Kuaotunu Beach was another impromptu stop on our travels. We were driving from the east of the Coromandel peninsular where we were staying in Whitianga over to the west of the peninsular to the town of Coromandel itself. 

We hadn’t been driving for very long, winding our way around the twists and turns of the spectacular coastline, when we rounded a corner and the road suddenly opened up into a stunning bay.

The weather didn’t seem to be with us today. The wind had picked up, and the sky was thick with dark angry clouds.

Every now and then however, the clouds opened up just long enough to send a column of golden sun rays down onto the ocean beneath. It was only for a few seconds before the sunlight was swallowed up once again by the thick cloud.

As we drove closer to the bay, still winding along the coastline, there seemed to be a larger break in the clouds in a number of places which allowed the sun to break through and linger for a few moments, completely changing the scene before us. It created the most magnificent blue green colour on the water in small patches compared with the rest of the ocean which was a flat grey colour. This coupled with the drastically mixed colours of the clouds in the sky created the most fantastic scene, such a contrast of light and shows, colours and moods. I couldn’t pass it by without stopping to get a few photos. 

We pulled into a lay-by and I quickly rushed grabbed my camera equipment and rushed down onto rocks beyond the beach.

I stayed for at least an hour or so taking photos. There was so much going on it really gave me the chance to try out a number of different techniques I had been reading about to try and capture every aspect of the scene I could. I was trying to maximise the drastically contrasting colours and lighting to reflect the atmosphere of the weather.

I also tried a few shots at a slower shutter speed to add some movement to the water. Given how bright it was I couldn’t slow the shutter too much, even with an ND filter on, so I slowed it as much as possible and took multiple shots so I could merge them together post processing.

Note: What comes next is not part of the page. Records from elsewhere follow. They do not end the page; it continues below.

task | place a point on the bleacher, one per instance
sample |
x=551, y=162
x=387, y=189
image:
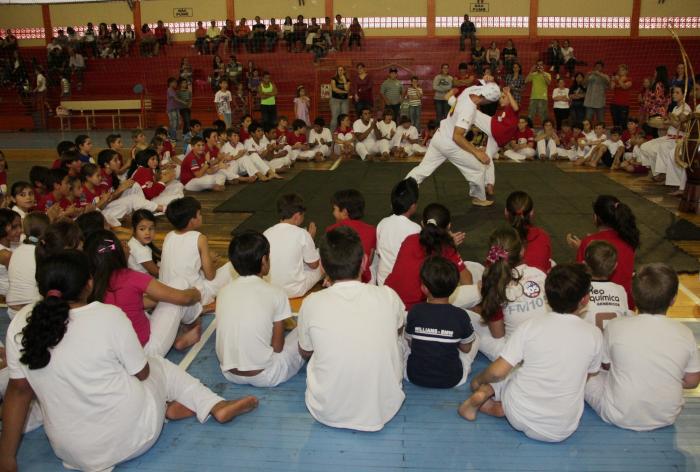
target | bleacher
x=114, y=79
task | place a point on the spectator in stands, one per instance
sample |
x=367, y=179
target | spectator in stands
x=392, y=92
x=478, y=57
x=466, y=30
x=200, y=39
x=515, y=80
x=340, y=32
x=442, y=83
x=362, y=86
x=242, y=32
x=620, y=104
x=148, y=41
x=340, y=86
x=554, y=57
x=356, y=33
x=300, y=33
x=567, y=57
x=162, y=34
x=258, y=35
x=214, y=37
x=597, y=83
x=268, y=107
x=538, y=95
x=493, y=56
x=272, y=35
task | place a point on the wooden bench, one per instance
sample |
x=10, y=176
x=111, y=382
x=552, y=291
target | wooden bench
x=92, y=109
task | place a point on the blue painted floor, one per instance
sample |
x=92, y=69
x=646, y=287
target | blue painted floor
x=426, y=434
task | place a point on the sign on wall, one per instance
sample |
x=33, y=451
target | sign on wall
x=182, y=12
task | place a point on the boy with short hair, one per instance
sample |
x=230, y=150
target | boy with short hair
x=440, y=335
x=354, y=377
x=608, y=300
x=294, y=258
x=197, y=174
x=392, y=230
x=250, y=314
x=185, y=258
x=648, y=359
x=348, y=210
x=544, y=396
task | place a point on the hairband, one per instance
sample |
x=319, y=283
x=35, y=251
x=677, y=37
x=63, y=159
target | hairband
x=109, y=246
x=496, y=253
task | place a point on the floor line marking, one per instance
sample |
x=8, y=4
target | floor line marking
x=192, y=353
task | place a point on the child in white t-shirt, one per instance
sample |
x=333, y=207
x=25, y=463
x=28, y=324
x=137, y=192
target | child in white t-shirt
x=387, y=130
x=608, y=300
x=141, y=247
x=354, y=376
x=392, y=230
x=555, y=352
x=294, y=259
x=186, y=257
x=320, y=140
x=648, y=359
x=407, y=141
x=250, y=313
x=512, y=293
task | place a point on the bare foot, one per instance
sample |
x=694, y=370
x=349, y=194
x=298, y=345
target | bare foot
x=227, y=410
x=470, y=407
x=177, y=411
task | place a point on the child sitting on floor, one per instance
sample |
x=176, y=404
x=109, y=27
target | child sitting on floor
x=440, y=335
x=143, y=254
x=608, y=300
x=648, y=359
x=186, y=255
x=294, y=259
x=348, y=210
x=250, y=312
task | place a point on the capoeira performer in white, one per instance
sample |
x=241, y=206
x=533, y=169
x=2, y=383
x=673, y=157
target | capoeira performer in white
x=450, y=143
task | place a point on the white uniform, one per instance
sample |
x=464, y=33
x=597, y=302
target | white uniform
x=528, y=301
x=606, y=297
x=291, y=249
x=442, y=147
x=181, y=262
x=96, y=412
x=543, y=397
x=387, y=132
x=391, y=231
x=245, y=312
x=648, y=355
x=354, y=377
x=315, y=141
x=367, y=146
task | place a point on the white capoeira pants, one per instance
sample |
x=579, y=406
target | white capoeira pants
x=283, y=366
x=165, y=322
x=442, y=148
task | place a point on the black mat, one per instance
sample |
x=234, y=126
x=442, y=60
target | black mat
x=563, y=203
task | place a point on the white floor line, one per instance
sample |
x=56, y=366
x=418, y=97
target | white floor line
x=688, y=293
x=192, y=353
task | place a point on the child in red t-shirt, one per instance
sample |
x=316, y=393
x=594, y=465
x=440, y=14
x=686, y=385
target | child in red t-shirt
x=348, y=210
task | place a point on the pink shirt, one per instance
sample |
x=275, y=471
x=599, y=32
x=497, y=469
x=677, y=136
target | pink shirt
x=126, y=289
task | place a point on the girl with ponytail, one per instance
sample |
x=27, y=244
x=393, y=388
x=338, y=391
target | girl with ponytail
x=617, y=225
x=82, y=360
x=512, y=292
x=538, y=247
x=435, y=238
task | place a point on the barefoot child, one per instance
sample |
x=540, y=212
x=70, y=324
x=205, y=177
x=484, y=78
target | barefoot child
x=250, y=312
x=94, y=348
x=440, y=335
x=558, y=345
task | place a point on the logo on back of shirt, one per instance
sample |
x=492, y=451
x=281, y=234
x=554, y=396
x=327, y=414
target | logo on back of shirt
x=531, y=289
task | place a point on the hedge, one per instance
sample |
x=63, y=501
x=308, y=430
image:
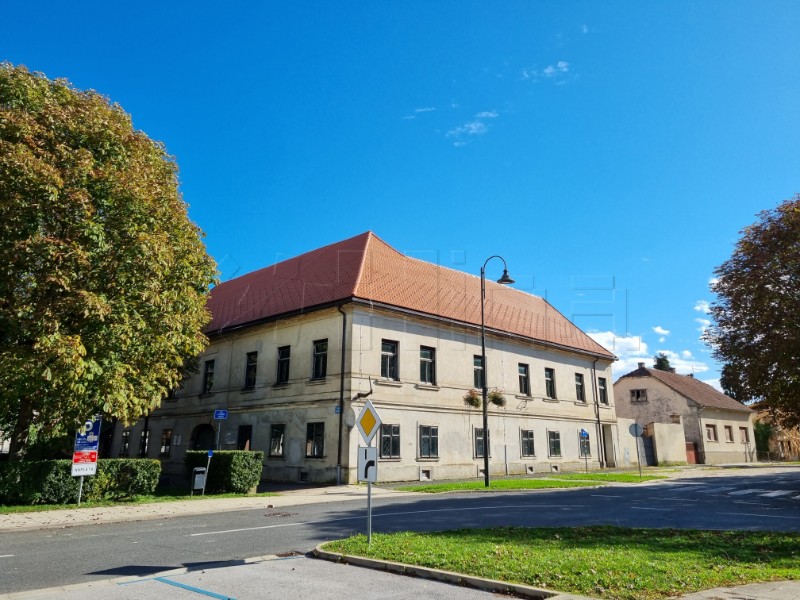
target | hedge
x=237, y=471
x=51, y=481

The results I got weren’t exactly what I had hoped for. The sun spent more time hidden behind the clouds than it did shining through which wasn’t ideal for my photos. This means that the colour of the ocean wasn’t as strong and bright as I had wanted, and the light was off the scene as a whole wasn’t how I pictured it.

Still even with this slight inconvenience, I was happy with some of the results I achieved. it gave me the chance to play around with my camera a bit and experiment with different settings and features of the camera in a way which I hadn’t before. Plus, it was a nice way to spend an hour of the afternoon.

By the time I was done taking photos it was getting a bit late in the day and we still had a long hike back to where we had parked the car. The sun was also starting to move behind the cliffs at the back of the beach which meant the lighting completely changed for the worst which meant the photos were not what I was after. It also meant that it started to get pretty cold pretty quickly so at that point we decided to call it a day and start heading back. The Sauvignon Blanc was calling us anyway.